The majority denies enforcement of the Board’s broad proscriptive order because the employer did not violate its duty to bargain over the benefit changes and because Menzie, the principal offender, is no longer with the company. I must disagree. For the reasons set forth above, I believe that the employer did violate § 8(a)(5) by refusing to consult with the union over the benefit changes. Moreover, the company’s refusal to grant the benefits, as the majority holds, was motivated by anti-union animus. The majority’s holding implies that the management which made the decision to withhold the benefits shared the anti-union animus evidenced by Menzie’s actions and statements. Therefore, Menzie’s removal does not eliminate a basis for the Board’s proscriptive order.

. In discussing the duty to bargain, the majority accepts the employer’s explanation that it refused to grant the increases because to grant the increases would be a unilateral change in the clerks’ employment conditions. Yet the majority later holds, in affirming the § 8(a)(3) violation, that the company was motivated not merely by its desire to test the union’s certification but by an anti-union animosity.
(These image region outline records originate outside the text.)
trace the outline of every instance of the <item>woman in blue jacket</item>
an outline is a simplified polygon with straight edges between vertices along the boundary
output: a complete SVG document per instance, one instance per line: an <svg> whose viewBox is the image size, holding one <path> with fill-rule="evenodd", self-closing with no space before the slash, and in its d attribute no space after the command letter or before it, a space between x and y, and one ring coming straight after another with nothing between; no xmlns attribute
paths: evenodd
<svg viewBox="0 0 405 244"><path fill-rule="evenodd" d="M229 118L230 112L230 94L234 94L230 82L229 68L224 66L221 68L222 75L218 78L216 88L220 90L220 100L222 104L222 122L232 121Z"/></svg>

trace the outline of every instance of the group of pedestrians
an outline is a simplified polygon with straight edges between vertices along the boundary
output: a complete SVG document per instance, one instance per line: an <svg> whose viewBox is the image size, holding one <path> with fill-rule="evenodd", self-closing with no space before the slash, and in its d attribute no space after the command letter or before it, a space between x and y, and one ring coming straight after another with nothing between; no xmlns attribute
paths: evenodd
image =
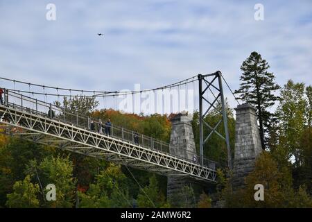
<svg viewBox="0 0 312 222"><path fill-rule="evenodd" d="M96 126L93 120L90 122L90 130L96 131ZM107 121L103 124L102 120L99 120L98 123L98 133L105 133L107 135L110 136L112 135L112 123L110 119L108 119Z"/></svg>

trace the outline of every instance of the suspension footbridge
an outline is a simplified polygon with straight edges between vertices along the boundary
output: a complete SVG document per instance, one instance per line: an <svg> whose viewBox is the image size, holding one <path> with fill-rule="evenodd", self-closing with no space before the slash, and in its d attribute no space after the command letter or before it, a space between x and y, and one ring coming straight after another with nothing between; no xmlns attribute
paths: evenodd
<svg viewBox="0 0 312 222"><path fill-rule="evenodd" d="M219 74L220 83L220 73L217 74ZM216 79L218 76L211 82L205 80L209 85L204 90L213 85ZM209 102L211 107L214 108L214 104L219 97L224 105L222 87L218 89L218 94L215 96L214 102ZM4 101L0 105L0 121L7 133L36 143L96 158L103 158L166 176L190 177L206 182L216 182L216 163L205 158L202 155L189 153L187 156L193 157L187 158L185 155L179 155L171 151L170 144L167 142L114 124L110 126L110 134L96 132L90 128L90 123L93 121L98 124L98 119L92 119L64 108L27 96L16 89L3 89ZM204 93L200 92L202 99L208 101L203 96ZM223 114L222 120L225 123L225 127L227 127L223 110L221 112ZM203 121L203 117L207 112L204 114L201 113L200 121L202 121L202 125L207 125ZM218 133L216 126L209 126L212 133ZM202 146L209 137L205 141L201 137ZM226 137L223 138L227 143L228 135Z"/></svg>

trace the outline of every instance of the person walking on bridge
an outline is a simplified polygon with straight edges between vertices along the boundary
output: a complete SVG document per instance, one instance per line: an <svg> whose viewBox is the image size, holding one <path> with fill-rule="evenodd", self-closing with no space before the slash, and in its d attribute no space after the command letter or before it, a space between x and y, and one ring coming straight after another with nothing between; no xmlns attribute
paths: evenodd
<svg viewBox="0 0 312 222"><path fill-rule="evenodd" d="M112 133L112 123L110 122L110 119L108 119L105 123L105 133L107 135L110 136Z"/></svg>
<svg viewBox="0 0 312 222"><path fill-rule="evenodd" d="M3 98L2 98L2 94L4 93L3 89L0 88L0 102L1 105L3 105Z"/></svg>
<svg viewBox="0 0 312 222"><path fill-rule="evenodd" d="M136 144L137 145L139 145L139 134L137 133L137 131L135 132L135 135L134 135L133 137L134 137L134 140L135 140L135 144Z"/></svg>
<svg viewBox="0 0 312 222"><path fill-rule="evenodd" d="M103 131L102 131L102 120L101 120L101 119L98 120L98 133L103 133Z"/></svg>
<svg viewBox="0 0 312 222"><path fill-rule="evenodd" d="M95 126L93 120L92 120L90 123L90 130L95 131Z"/></svg>

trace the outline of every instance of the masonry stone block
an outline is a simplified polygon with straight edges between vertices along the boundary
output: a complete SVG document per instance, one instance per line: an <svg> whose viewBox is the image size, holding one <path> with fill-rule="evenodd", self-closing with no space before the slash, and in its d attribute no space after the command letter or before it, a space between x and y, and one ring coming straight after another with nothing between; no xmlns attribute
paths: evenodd
<svg viewBox="0 0 312 222"><path fill-rule="evenodd" d="M234 189L244 186L245 178L254 170L257 157L262 152L256 109L249 105L235 108L235 148L233 167Z"/></svg>

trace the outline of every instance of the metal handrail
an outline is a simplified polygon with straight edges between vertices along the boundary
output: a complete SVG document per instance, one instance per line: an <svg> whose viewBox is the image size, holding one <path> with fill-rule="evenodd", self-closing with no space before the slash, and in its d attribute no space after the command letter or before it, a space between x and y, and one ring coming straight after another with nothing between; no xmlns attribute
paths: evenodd
<svg viewBox="0 0 312 222"><path fill-rule="evenodd" d="M57 119L64 123L76 126L89 130L91 130L90 123L92 121L93 121L95 126L98 126L99 121L95 119L94 118L90 118L89 117L85 117L78 112L74 113L67 110L64 108L59 108L54 104L48 103L46 102L18 94L8 89L3 89L5 105L13 107L14 108L19 109L21 111L26 111L27 112L34 113L35 114L44 116L53 119ZM10 99L9 97L10 97ZM10 101L14 101L14 103L10 102ZM104 126L105 128L105 123L102 123L102 126ZM99 132L98 127L98 130L95 131L98 133L108 133L106 130L104 133L103 131ZM124 141L127 141L146 148L153 149L161 153L164 153L177 157L180 159L184 159L200 164L200 157L196 153L185 151L187 155L190 157L190 158L186 157L185 155L171 153L169 144L166 142L157 139L114 124L112 124L110 133L110 136L112 136L112 137L121 139ZM216 162L204 157L204 166L209 166L209 168L216 168L216 164L217 163Z"/></svg>

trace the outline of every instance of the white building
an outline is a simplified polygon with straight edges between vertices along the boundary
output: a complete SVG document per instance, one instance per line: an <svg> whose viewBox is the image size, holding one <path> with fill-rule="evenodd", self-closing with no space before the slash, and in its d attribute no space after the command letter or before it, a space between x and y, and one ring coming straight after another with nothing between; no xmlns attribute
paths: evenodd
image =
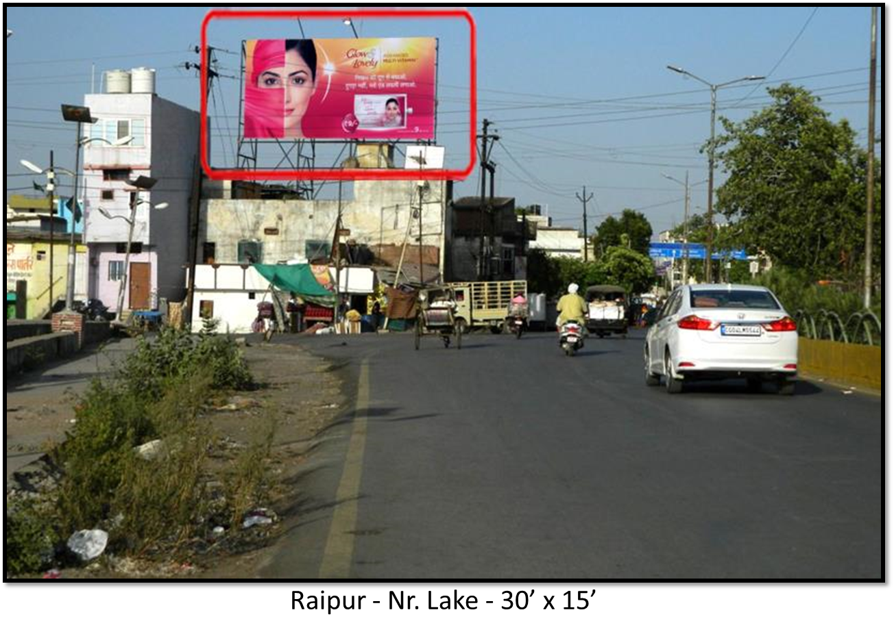
<svg viewBox="0 0 894 634"><path fill-rule="evenodd" d="M584 238L580 231L566 227L537 227L537 239L527 243L528 248L542 249L550 257L584 259Z"/></svg>
<svg viewBox="0 0 894 634"><path fill-rule="evenodd" d="M132 216L125 313L156 309L159 299L180 301L185 295L190 196L199 149L199 113L156 95L153 71L133 73L134 88L144 92L127 92L129 81L122 86L110 78L109 88L120 92L84 97L90 115L98 119L84 126L85 137L111 143L131 138L120 146L93 140L83 149L89 292L107 306L117 306L131 205L137 196L145 201ZM128 183L139 176L157 179L151 191L138 195ZM151 209L160 203L167 208ZM106 218L99 207L119 217Z"/></svg>

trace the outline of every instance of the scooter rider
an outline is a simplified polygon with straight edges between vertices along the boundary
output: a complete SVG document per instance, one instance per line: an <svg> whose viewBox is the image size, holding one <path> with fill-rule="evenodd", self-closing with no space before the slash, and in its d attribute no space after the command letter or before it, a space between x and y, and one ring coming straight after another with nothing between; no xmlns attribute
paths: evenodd
<svg viewBox="0 0 894 634"><path fill-rule="evenodd" d="M561 328L566 321L577 321L583 325L586 315L586 304L584 298L578 295L578 285L571 282L568 285L568 294L563 295L556 304L559 319L556 326Z"/></svg>

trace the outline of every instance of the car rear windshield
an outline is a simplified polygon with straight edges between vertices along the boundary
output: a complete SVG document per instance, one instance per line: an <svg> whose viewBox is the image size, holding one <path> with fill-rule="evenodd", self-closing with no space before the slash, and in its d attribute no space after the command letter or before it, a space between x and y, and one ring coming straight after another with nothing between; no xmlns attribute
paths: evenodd
<svg viewBox="0 0 894 634"><path fill-rule="evenodd" d="M693 308L757 308L780 310L779 303L765 290L694 290Z"/></svg>

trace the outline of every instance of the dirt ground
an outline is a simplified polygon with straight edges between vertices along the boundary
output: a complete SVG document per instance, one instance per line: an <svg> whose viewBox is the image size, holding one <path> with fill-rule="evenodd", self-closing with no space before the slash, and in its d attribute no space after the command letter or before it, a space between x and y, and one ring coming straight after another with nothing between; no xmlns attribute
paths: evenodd
<svg viewBox="0 0 894 634"><path fill-rule="evenodd" d="M266 505L276 513L277 521L269 529L250 529L255 537L243 544L245 548L240 554L221 548L194 561L165 564L113 556L84 568L63 570L62 577L257 576L259 562L274 546L282 527L291 519L287 513L293 505L295 492L286 490L283 483L300 469L316 438L334 421L346 406L346 399L336 368L296 346L275 340L258 341L241 350L259 388L215 404L205 416L221 443L233 447L244 447L258 440L271 423L275 423L268 464L272 487ZM76 393L84 387L78 385L72 389L73 383L69 377L59 377L59 380L39 389L10 391L7 387L7 459L19 455L19 460L32 460L31 456L43 453L48 442L63 438L74 416ZM227 405L227 402L232 405ZM212 469L223 468L227 459L226 453L214 456Z"/></svg>
<svg viewBox="0 0 894 634"><path fill-rule="evenodd" d="M307 459L318 434L332 424L347 401L335 368L295 346L258 344L245 348L245 356L255 380L264 387L244 396L261 403L232 412L215 411L212 414L215 430L238 443L250 443L266 429L271 418L276 421L270 473L274 481L272 509L279 522L271 531L269 543L241 555L223 555L206 562L194 576L199 578L253 578L278 534L287 524L285 509L291 506L295 492L275 483L291 479Z"/></svg>

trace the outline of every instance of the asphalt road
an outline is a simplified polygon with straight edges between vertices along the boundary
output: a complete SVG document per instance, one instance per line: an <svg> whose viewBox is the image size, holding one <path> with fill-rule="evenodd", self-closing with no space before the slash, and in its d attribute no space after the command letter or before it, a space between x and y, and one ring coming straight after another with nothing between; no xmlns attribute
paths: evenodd
<svg viewBox="0 0 894 634"><path fill-rule="evenodd" d="M648 388L644 334L283 338L358 404L265 575L877 578L881 399Z"/></svg>

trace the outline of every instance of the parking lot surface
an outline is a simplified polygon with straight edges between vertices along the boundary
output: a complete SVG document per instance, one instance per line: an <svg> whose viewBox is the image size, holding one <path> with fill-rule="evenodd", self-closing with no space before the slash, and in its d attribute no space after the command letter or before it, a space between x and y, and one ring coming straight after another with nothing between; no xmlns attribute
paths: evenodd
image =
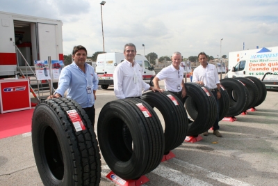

. An employer’s duty to bargain extends well beyond tie “existing wage structure” to broader patterns in the treatment of employees. Subcontracting work ordinarily performed within a plant, for example, is a mandatory subject of bargaining. Fibreboard Paper Prods. Corp., 379 U.S. 203, 85 S.Ct. 398, 13 L.Ed.2d 233 (1964).

. I also find unpersuasive the majority’s reliance on NLRB v. Blades Mfg. Corp., 344 F.2d 998 (8th Cir.1965). There the court stated in dictum that the employer could have prejudiced its position by meeting with employee representatives to adjust grievances. In that case, the employer was contending that an earlier election rejecting union representation, which the Board had set aside, was valid. Peabody’s refusal to bargain was not based on an earlier election that absolved it of the duty to bargain. Under our court’s decision in Allied Production Corp., 548 F.2d at 653, an employer’s duty begins with the employee’s choice of union representation. For Peabody, no prior decision of the employees complicated its duty to bargain. Because of the strong policy supporting the duty to bargain, I believe it is incorrect to extend the court’s suggestion in Blade’s Mfg. from the particular facts of that case into a broad waiver doctrine. Where an employer has preserved its challenge to certification, the law should not punish that employer for consulting with a union prior to changing the conditions of employment.

. The dangers inherent in delay are increased where, as in this case, the employer may raise benefits for workers who are not members of the bargaining unit. See Eastern Maine Medical Center v. NLRB, 658 F.2d 1, 9 (1st Cir. 1981). The majority’s ruling would permit benefit increases even for similarly situated employees unless there was a showing of anti-union animus as to violate § 8(a)(3).

. The majority seeks to distinguish NLRB v. United Aircraft Co., 490 F.2d 1105 (2d Cir. 1973), from this case. There the employer argued that it was in a dilemma about scheduled wage increases: to grant the increase might amount to a unilateral change and to withhold the increase might constitute a unilateral change. The Second Circuit replied that the way out of the alleged dilemma was to offer to bargain with the union before doing anything. This decision is consistent with other cases that place a legal presumption in support of bargaining. The majority tries to escape this reasoning by arguing that a certification challenge was not present in United Aircraft. Yet the Second Circuit, in a subsequent case, held that the existence of a certification challenge does not alter the presumption in favor of bargaining. Catholic Medical Center v. NLRB, 589 F.2d 1166, 1174 (2d Cir.1978). The majority also attempts to limit its reasoning in the instant case to changes which do not affect the existing conditions of employment. The majority’s treatment of the waiver doctrine, however, does not lend itself to such a narrow reading, for it implies that limited bargaining, even where there is a unilateral change in employment conditions, would prejudice or waive a certification challenge.